[英]Regex match for beginning of multiple words in string
In Javascript i want to be able to match strings that begin with a certain phrase. 在Javascript中,我希望能够匹配以某个短语开头的字符串。 However, I want it to be able to match the start of any word in the phrase, not just the beginning of the phrase.
但是,我希望它能够匹配短语中任何单词的开头,而不仅仅是短语的开头。
For example: 例如:
Phrase: "This is the best" 短语:“这是最好的”
Need to Match: "th" 需要匹配:“th”
Result: Matches Th and th 结果:匹配Th和th
EDIT: \\b works great however it proposes another issue: 编辑:\\ b工作得很好,但它提出了另一个问题:
It will also match characters after foreign ones. 在外国人之后它也会匹配字符。 For example if my string is "Männ", and i search for "n", it will match the n after Mä...Any ideas?
例如,如果我的字符串是“Männ”,并且我搜索“n”,它将匹配M之后的n ...任何想法?

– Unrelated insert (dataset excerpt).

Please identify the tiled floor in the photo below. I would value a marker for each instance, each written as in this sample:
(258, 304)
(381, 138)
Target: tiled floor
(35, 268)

"This is the best moth".match(/\bth/gi);
or with a variable for your string 或者使用字符串的变量
var string = "This is the best moth";
alert(string.match(/\bth/gi));
\\b
in a regex is a word boundary so \\bth
will only match a th
that at the beginning of a word. \\b
在一个正则表达式就是一个字边界, \\bth
将只匹配一个th
在单词的开头说。
gi
is for a global match (look for all occurrences) and case insensitive gi
用于全局匹配(查找所有出现的内容)和不区分大小写
(I threw moth
in there to as a reminder to check that it is not matched) (我把
moth
扔在那里作为提醒,检查它是不匹配的)
Edit: 编辑:
So, the above only returns the part that you match ( th
). 所以,上面只返回你匹配的部分(
th
)。 If you want to return the entire words, you have to match the entire word. 如果要返回整个单词,则必须匹配整个单词。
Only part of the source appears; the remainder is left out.